You’ve always been told to eat your greens and to stay away from foods with too much fat to achieve a balanced diet. But now it seems like only one of those is truly a good piece of advice.

Recently I came across a blog written by Rajiv Chowdhury, MD, the University of Cambridge associate professor in the Global Cardiovascular Health department. He wrote about a review which he and his team recently had published, in which they evaluated the results of several studies looking at the association between fatty acids and coronary heart disease. Their evaluation echoed what other scientists around the world have been saying about saturated fats’ role in a balanced diet.

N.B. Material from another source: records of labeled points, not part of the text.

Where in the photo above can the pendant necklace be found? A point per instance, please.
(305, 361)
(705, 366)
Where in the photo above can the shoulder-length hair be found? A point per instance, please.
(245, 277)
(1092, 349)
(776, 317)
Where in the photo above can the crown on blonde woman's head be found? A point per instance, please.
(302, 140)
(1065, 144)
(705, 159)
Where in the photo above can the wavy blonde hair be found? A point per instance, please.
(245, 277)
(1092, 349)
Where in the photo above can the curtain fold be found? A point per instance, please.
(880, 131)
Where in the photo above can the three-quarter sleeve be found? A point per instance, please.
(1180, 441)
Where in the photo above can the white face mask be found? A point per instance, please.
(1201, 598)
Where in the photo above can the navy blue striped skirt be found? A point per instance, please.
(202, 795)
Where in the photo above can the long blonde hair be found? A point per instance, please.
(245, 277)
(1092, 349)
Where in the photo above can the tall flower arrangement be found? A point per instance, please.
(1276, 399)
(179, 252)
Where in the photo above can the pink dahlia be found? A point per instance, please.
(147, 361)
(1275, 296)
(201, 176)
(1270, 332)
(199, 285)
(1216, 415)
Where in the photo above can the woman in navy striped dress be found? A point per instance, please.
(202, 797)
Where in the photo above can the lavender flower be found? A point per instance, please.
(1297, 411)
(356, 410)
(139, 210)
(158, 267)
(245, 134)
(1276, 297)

Improving your diet starts with choosing foods that do not contain trans fats. “Eating trans fats raises bad cholesterol, reduces good cholesterol and promotes inflammation,” Chowdhury wrote. Since there are no known requirements for trans fats in body functions, Chowdhury recommends a switch. “Palm oil can be considered a healthier alternative to trans fats with its perfect balance of saturated and unsaturated fats,” he explained.

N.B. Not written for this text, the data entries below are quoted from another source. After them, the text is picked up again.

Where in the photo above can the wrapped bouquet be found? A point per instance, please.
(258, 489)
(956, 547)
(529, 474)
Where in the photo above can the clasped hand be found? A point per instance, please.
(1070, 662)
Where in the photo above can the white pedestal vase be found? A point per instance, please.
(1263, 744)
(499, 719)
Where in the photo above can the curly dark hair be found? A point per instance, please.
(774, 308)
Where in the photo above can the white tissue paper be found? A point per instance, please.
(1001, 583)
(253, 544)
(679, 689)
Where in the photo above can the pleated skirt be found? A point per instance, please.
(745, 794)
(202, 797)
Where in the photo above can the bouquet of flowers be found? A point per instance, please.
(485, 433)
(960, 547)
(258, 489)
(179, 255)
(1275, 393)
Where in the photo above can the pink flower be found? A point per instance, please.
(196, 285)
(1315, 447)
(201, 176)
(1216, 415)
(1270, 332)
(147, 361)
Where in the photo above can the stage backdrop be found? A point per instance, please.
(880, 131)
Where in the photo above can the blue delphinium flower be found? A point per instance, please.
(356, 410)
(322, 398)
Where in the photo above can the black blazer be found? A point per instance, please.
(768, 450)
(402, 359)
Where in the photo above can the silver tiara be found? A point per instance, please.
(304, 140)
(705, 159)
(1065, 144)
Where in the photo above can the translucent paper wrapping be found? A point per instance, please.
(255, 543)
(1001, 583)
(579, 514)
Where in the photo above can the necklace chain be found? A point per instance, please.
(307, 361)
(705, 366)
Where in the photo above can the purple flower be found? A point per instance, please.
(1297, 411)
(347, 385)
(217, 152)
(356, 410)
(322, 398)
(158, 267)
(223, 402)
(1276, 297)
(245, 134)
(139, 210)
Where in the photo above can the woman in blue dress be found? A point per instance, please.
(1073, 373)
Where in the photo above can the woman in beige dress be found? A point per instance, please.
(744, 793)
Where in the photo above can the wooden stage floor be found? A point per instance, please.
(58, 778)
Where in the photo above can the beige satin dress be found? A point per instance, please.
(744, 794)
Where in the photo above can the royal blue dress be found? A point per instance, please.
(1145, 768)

It’s those saturated fats that we’ve been told to avoid. But new research is finding that the science behind that theory is not as accurate as we once thought. “Our study found that a high intake of total saturated fat was not significantly associated with heart disease risk,” Chowdhury wrote.

But some sources of saturated fat are better for us than others. While French fries still aren’t considered healthy foods (sorry), saturated fats in their more natural forms can be an important part of your diet.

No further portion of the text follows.